A LIBERAL state government will split the Country Health SA board into at least three networks and return financial control to Health Advisory Councils (HACs).
Shadow health spokesperson Rob Lucas said if elected on Saturday the Liberals would look at splitting the current single Country Health SA board into at least three networks with boards.
"At the moment it's one big centralised bureaucracy; we want to see the decisions being taken to the regions," he said.
"During the past decade the Labor government has centralised decision making for the health system in an ever expanding bureaucracy that has limited contact with either patients or the medical staff who care for them.
"The Liberal Party recognises that such a reform will be a significant change from Labor's centralisation regime and it will be implemented gradually and after appropriate consultation with the health sector."
He said the new system would also return control to HACs for the money they fundraise for hospitals.
"Under the current arrangement HACs raise money for the benefit of the hospital and they hand that over to the hospital."
He said the specific details would be addressed in the review.
Port Lincoln HAC chair Bruce Green said he would like to see more details on the plan and would rather have seen a commitment to regional service delivery to support the expanding operations of the newly renovated Port Lincoln Hospital.
He said the HAC would not spend donation funds without approval, however it had been able to access funds when required.
Mr Lucas said the party would commit $1 million for a major initiative to tackle cardiovascular disease and in particular to address the need for cardiac rehabilitation programs.
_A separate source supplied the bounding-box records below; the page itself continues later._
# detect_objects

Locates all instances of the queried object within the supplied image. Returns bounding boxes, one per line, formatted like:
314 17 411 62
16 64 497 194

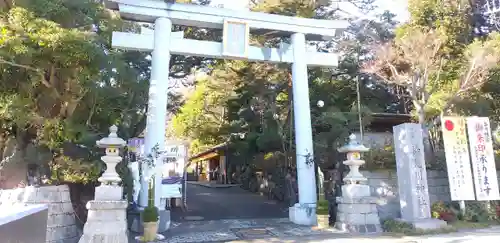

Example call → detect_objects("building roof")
189 143 228 162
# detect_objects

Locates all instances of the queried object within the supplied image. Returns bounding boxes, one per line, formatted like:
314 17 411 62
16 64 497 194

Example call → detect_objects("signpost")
467 117 500 201
441 117 476 201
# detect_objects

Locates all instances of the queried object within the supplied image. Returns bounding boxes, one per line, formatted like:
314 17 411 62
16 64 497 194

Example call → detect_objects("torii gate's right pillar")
289 33 317 225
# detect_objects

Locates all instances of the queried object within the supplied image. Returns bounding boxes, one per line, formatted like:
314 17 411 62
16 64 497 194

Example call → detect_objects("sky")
210 0 408 22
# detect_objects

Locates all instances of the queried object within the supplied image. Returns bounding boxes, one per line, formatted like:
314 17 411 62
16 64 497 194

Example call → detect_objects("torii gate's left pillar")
139 18 172 210
139 18 172 232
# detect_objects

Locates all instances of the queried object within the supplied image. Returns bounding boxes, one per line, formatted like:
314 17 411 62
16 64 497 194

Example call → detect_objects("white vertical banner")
441 116 476 201
467 117 500 201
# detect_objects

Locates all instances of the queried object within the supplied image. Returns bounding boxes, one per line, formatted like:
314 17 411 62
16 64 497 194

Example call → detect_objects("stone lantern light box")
96 125 126 190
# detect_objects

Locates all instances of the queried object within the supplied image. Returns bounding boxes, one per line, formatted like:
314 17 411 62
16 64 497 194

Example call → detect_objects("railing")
0 204 48 243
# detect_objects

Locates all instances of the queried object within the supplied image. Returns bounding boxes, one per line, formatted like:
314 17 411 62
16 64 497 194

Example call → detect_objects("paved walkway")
134 184 500 243
171 184 288 222
157 219 500 243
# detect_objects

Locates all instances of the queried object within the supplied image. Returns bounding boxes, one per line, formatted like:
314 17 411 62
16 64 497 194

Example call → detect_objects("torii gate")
106 0 348 225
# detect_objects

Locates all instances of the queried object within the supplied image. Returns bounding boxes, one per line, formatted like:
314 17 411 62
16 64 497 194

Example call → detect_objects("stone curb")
187 181 241 188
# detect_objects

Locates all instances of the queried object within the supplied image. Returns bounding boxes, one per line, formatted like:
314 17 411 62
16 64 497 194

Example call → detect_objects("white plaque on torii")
222 20 250 60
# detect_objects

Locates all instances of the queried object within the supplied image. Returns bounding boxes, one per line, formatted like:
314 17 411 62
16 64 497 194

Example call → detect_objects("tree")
0 0 149 185
364 14 500 124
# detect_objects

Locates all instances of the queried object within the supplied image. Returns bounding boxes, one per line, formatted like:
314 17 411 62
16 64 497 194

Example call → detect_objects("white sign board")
467 117 500 201
441 117 476 201
222 20 250 59
161 145 187 198
393 123 431 222
209 0 249 11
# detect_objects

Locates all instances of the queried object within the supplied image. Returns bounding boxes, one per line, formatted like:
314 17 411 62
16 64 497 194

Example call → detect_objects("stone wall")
361 170 450 219
0 185 80 243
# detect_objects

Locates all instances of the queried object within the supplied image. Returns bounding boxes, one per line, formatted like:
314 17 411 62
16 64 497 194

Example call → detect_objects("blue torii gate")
106 0 348 225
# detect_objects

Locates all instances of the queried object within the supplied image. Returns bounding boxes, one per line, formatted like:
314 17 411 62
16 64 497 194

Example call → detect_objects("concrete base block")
335 197 382 234
398 218 448 230
288 203 318 226
129 208 171 234
342 184 371 198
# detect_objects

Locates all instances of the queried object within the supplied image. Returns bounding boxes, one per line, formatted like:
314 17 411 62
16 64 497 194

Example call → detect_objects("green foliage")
49 155 102 184
460 201 499 223
0 0 149 183
382 219 415 234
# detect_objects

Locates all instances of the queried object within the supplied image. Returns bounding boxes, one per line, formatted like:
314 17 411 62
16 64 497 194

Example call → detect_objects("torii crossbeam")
106 0 348 228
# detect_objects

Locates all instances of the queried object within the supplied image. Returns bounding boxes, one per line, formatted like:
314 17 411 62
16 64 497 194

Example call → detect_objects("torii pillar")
106 0 348 225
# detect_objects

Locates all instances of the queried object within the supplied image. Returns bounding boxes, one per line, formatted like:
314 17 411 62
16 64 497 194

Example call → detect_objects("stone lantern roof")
337 134 370 153
96 125 127 148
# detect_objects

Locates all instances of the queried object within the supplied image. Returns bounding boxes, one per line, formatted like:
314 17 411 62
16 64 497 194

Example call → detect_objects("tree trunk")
415 104 434 164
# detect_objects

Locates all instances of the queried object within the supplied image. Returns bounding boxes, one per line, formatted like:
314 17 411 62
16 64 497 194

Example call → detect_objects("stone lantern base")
335 184 382 233
78 200 128 243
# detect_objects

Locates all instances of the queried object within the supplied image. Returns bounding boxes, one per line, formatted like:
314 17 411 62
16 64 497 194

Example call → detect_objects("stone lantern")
96 125 126 185
335 134 382 233
95 125 126 200
78 126 128 243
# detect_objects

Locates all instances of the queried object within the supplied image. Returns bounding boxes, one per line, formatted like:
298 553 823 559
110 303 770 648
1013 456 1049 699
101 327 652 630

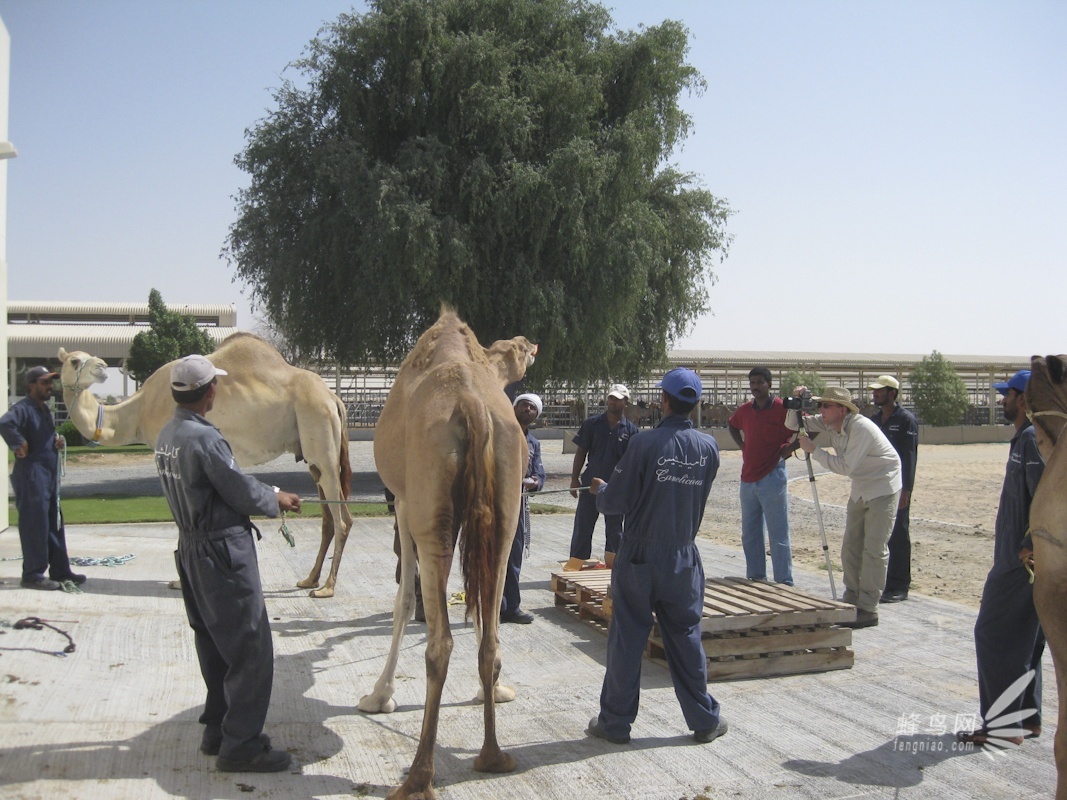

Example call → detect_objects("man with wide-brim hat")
867 375 919 603
785 386 901 628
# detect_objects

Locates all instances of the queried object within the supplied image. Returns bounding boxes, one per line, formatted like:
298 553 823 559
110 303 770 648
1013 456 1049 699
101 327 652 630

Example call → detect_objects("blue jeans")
740 461 793 586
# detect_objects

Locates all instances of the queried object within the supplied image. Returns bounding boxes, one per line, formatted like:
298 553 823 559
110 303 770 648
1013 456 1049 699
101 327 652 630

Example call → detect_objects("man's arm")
727 422 745 450
571 446 589 497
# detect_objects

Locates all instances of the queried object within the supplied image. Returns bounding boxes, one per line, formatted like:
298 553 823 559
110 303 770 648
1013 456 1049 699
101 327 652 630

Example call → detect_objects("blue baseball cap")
993 369 1030 395
656 367 704 403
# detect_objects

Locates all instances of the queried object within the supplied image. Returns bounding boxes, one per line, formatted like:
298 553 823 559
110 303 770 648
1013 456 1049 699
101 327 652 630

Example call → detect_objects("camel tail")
337 399 352 500
459 395 497 623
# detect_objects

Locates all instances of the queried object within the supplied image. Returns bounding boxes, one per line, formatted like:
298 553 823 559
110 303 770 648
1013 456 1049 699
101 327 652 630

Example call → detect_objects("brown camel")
360 309 537 800
1026 355 1067 800
59 333 352 597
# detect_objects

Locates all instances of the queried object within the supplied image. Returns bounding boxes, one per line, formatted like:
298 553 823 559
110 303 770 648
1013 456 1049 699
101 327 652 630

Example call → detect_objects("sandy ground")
701 444 1008 607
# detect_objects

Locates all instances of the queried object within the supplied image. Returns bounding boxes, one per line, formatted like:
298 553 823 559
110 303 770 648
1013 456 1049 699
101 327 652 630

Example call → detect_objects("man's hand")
277 492 300 512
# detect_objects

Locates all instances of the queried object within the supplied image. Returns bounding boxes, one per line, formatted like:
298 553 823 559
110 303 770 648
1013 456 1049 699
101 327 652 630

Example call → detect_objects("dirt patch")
67 450 155 467
701 444 1008 607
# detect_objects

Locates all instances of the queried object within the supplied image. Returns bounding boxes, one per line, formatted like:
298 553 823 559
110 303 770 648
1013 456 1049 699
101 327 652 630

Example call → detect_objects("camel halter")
60 361 103 447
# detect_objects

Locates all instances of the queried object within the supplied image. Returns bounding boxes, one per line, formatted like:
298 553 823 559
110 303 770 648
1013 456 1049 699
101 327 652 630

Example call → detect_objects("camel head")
484 336 537 387
60 348 108 391
1026 355 1067 461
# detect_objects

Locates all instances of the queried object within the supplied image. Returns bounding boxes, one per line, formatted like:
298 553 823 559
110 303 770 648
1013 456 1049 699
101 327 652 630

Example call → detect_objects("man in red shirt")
728 367 795 586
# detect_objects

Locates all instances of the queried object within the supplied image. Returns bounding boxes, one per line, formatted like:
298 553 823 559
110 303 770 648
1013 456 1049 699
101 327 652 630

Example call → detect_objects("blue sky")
0 0 1067 357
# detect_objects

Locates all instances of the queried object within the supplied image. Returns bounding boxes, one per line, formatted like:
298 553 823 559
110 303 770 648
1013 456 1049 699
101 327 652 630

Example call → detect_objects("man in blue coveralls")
956 369 1045 746
0 367 85 590
500 393 544 625
563 383 637 570
156 355 300 772
587 368 728 745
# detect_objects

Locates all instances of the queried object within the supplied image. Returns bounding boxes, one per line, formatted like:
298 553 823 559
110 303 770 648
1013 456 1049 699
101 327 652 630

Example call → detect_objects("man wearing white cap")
500 393 544 625
156 355 300 772
785 386 901 628
563 383 637 570
867 375 919 603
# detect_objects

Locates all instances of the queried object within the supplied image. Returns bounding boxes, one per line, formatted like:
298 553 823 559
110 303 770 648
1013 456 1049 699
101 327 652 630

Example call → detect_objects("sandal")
956 727 1022 747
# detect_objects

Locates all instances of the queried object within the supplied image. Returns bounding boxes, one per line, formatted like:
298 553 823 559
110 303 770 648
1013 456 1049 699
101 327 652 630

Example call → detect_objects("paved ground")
0 443 1056 800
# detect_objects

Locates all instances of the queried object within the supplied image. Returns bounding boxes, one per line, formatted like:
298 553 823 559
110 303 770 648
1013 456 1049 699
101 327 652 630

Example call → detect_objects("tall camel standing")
360 308 537 800
1026 355 1067 800
59 333 352 597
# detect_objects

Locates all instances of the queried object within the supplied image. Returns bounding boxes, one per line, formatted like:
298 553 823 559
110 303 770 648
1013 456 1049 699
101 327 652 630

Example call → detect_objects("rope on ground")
0 618 77 658
70 553 137 566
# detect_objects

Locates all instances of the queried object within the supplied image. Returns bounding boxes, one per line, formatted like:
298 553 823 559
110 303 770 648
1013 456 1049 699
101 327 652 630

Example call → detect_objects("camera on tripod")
782 391 818 411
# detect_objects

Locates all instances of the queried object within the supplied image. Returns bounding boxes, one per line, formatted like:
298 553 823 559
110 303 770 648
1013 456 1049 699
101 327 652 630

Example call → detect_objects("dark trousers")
11 464 71 580
600 541 719 736
886 502 911 592
500 525 526 614
174 530 274 761
570 491 622 559
974 564 1045 727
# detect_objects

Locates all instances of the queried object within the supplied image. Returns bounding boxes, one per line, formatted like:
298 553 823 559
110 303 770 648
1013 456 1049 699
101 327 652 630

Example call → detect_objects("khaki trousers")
841 492 901 611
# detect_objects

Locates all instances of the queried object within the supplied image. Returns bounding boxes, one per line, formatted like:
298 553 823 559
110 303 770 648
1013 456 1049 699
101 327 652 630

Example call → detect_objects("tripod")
797 410 838 599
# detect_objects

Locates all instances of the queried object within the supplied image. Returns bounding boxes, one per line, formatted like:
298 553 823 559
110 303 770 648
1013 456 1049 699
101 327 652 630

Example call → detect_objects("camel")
59 333 352 597
359 308 537 800
1026 355 1067 800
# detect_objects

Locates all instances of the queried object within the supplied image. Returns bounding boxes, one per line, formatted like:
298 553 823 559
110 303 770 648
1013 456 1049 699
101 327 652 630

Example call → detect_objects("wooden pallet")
552 570 856 681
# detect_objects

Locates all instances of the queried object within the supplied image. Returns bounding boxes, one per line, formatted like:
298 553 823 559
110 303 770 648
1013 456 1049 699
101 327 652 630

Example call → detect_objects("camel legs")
357 502 422 714
297 476 352 598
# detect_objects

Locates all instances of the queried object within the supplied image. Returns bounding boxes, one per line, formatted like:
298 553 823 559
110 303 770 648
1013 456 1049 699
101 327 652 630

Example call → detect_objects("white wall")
0 19 11 530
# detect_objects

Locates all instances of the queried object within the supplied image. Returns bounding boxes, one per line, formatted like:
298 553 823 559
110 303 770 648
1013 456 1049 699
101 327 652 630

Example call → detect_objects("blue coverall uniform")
570 412 637 560
156 406 278 761
596 415 719 737
974 422 1045 727
871 403 919 593
0 397 73 581
500 432 544 613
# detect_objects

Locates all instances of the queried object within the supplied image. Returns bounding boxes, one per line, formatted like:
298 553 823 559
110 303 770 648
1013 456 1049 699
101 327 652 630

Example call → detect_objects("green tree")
778 367 826 397
908 350 968 427
126 289 214 383
223 0 730 383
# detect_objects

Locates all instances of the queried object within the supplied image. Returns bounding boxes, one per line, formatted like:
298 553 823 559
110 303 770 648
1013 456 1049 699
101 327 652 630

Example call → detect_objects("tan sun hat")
812 386 860 414
867 375 901 391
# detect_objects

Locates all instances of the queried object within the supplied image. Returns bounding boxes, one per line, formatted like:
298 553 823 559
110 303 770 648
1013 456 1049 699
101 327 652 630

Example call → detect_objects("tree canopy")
126 289 214 383
908 350 968 427
224 0 730 382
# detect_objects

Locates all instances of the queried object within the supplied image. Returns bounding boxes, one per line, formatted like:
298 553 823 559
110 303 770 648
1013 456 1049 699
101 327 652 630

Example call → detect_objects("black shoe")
214 745 292 772
18 577 60 592
500 608 534 625
586 717 630 745
841 608 878 628
692 716 730 745
201 725 222 755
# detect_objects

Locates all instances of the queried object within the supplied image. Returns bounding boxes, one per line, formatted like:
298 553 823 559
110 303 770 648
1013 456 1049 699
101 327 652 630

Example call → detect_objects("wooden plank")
551 570 856 681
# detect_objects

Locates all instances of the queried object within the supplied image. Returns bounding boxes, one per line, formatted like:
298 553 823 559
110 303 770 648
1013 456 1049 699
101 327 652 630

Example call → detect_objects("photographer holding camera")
785 386 902 628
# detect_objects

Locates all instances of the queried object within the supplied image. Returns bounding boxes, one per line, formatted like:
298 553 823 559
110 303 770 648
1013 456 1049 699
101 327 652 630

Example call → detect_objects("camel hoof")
385 783 437 800
355 694 397 714
474 750 515 772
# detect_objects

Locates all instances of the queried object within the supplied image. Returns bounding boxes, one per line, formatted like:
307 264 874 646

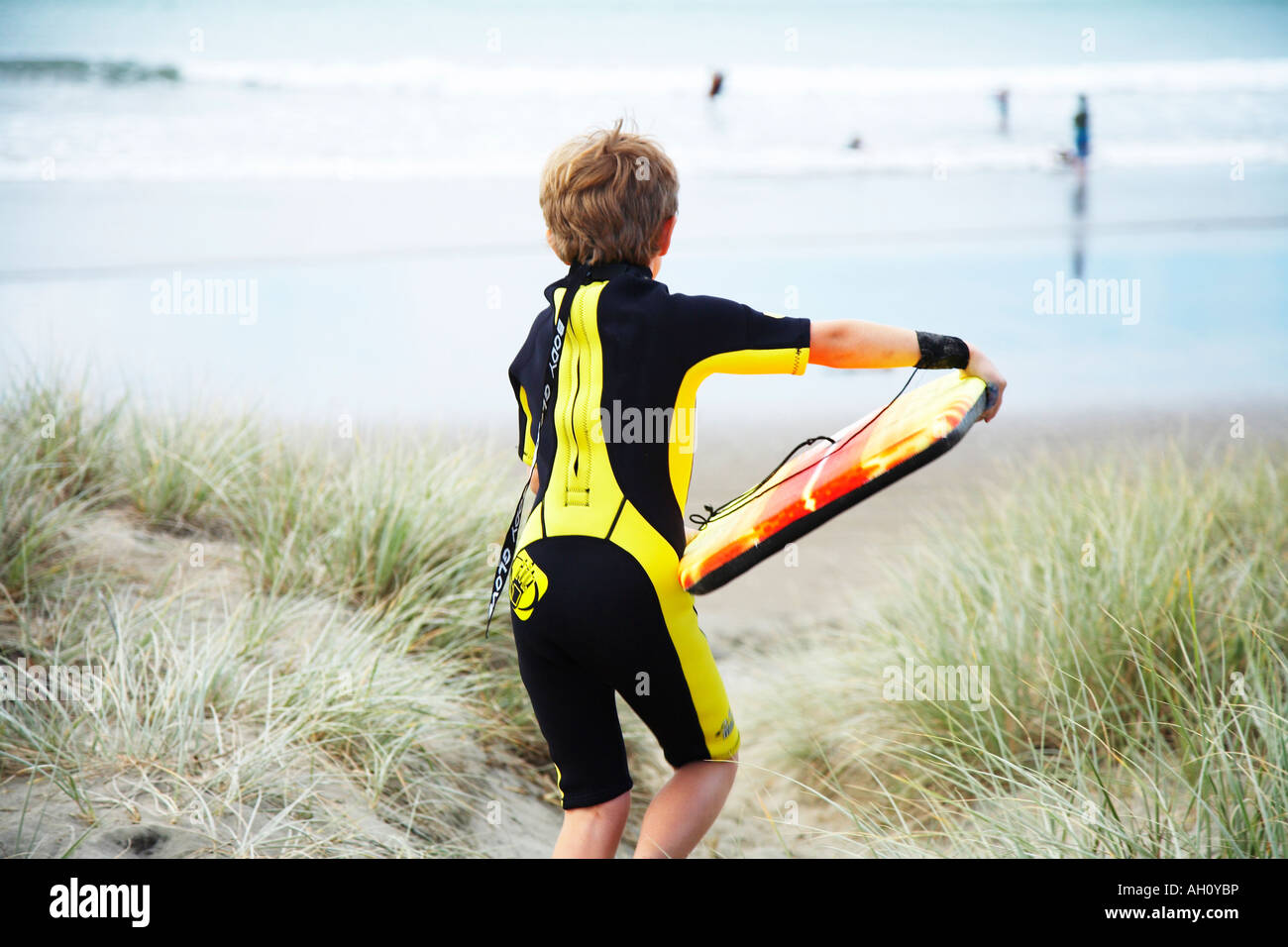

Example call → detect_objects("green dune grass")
762 442 1288 857
0 382 1288 857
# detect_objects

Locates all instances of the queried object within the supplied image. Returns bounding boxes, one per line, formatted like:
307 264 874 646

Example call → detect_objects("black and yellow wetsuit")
510 263 810 809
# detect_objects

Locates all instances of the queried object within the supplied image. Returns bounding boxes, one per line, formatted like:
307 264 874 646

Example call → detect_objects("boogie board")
680 371 991 595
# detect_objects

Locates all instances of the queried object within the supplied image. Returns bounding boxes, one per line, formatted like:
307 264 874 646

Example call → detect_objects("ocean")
0 0 1288 436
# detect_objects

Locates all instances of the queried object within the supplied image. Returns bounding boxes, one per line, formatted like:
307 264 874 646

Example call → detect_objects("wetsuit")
510 263 810 809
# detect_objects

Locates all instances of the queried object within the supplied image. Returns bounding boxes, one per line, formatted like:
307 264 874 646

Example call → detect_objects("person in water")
1073 95 1091 175
493 121 1006 858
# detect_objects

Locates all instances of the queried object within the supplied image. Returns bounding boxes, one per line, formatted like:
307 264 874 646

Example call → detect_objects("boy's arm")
808 320 1006 421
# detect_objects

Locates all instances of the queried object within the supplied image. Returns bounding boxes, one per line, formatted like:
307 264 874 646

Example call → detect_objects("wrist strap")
917 333 970 368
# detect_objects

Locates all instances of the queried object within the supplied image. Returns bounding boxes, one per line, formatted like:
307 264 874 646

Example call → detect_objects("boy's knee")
564 789 631 822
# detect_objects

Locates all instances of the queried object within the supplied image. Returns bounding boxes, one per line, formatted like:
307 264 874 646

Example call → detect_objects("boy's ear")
657 214 675 257
546 233 568 263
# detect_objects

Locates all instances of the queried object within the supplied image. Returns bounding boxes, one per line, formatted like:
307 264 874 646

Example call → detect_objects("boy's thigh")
515 622 632 809
618 607 739 767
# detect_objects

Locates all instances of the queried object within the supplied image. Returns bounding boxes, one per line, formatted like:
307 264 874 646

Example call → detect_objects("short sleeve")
671 295 810 374
510 322 545 464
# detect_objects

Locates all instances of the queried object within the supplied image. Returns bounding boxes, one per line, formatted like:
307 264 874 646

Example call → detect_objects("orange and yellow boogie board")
680 371 989 595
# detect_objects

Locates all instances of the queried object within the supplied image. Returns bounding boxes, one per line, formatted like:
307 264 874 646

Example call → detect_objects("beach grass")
757 442 1288 858
0 370 1288 857
0 382 535 857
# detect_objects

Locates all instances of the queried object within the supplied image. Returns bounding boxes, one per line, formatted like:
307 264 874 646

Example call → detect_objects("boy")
510 121 1006 858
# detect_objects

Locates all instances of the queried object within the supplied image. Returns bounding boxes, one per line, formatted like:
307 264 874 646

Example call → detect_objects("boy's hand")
966 346 1006 421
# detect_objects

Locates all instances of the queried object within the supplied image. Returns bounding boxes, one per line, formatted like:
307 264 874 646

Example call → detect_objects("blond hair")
541 120 680 265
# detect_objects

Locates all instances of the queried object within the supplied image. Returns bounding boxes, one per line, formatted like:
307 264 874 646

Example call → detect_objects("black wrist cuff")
917 333 970 368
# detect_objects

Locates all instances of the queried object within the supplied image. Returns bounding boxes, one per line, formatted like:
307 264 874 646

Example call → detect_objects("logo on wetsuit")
510 549 549 621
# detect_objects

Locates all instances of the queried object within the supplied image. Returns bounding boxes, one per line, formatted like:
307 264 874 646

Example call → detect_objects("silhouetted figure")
1073 95 1091 177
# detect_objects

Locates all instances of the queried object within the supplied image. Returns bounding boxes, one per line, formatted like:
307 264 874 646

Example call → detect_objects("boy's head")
541 120 680 266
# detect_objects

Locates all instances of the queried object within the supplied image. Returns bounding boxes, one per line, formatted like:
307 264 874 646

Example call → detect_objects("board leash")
483 266 590 639
690 368 919 532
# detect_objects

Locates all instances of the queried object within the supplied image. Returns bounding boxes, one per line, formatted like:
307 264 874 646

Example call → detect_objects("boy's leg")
635 754 738 858
551 789 631 858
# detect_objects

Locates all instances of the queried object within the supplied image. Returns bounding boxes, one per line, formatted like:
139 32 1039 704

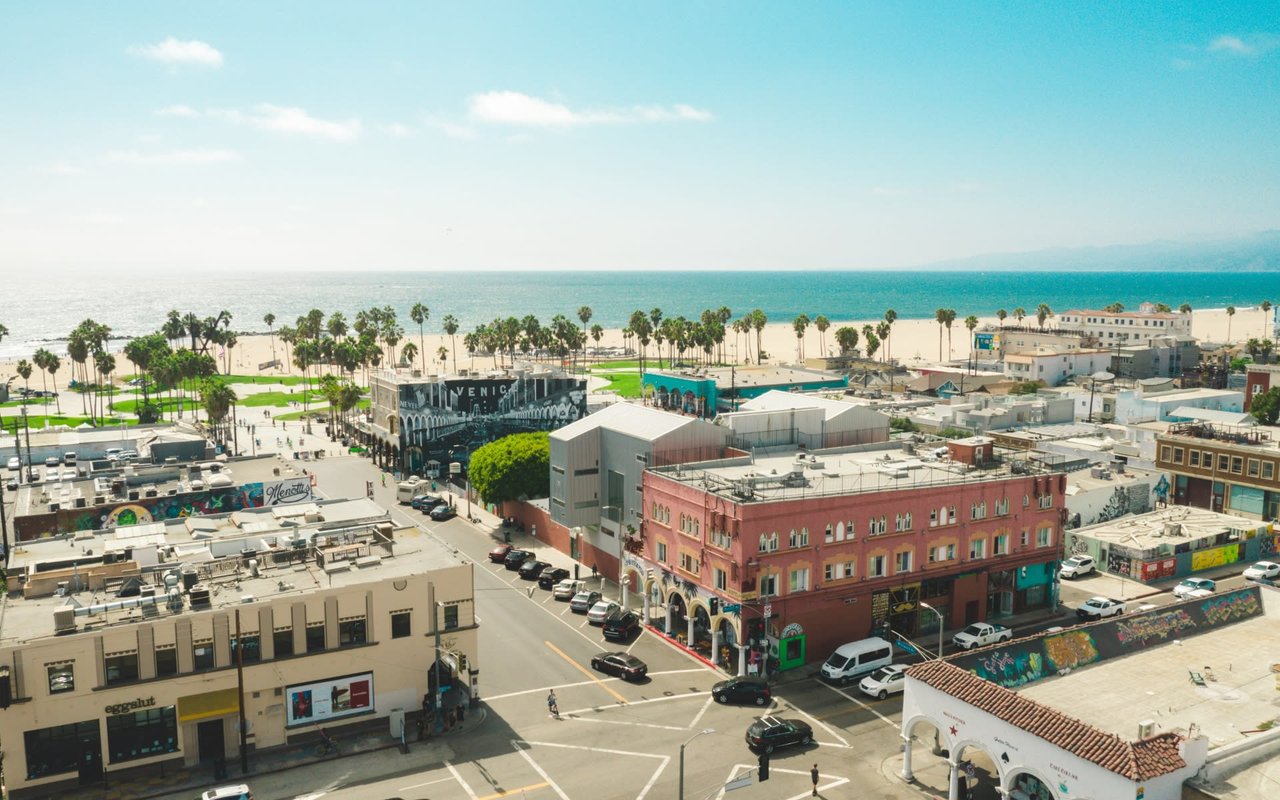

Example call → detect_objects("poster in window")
284 672 374 726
"The Heart Foundation estimates that 70 per cent of heart attack and other eligible patients are not participating in cardiac rehabilitation programs even though they can significantly reduce the chance of having a further cardiac arrest."
It would also commission a Health and Medical Research Strategic Review outlining priorities for research funding and product development. The review would also consider proposals for the establishment of an Office for Health and Medical Research and the arguments for a fund to commercialise medical advances developed by the office.
Labor health minister Jack Snelling said the wording of the Liberals' policy was "really code for privatisation by stealth".
"That's really the only vision the Liberal Party in this state have for public hospitals," Mr Snelling said.
"We already have Health Advisory Councils in place that provide local advice."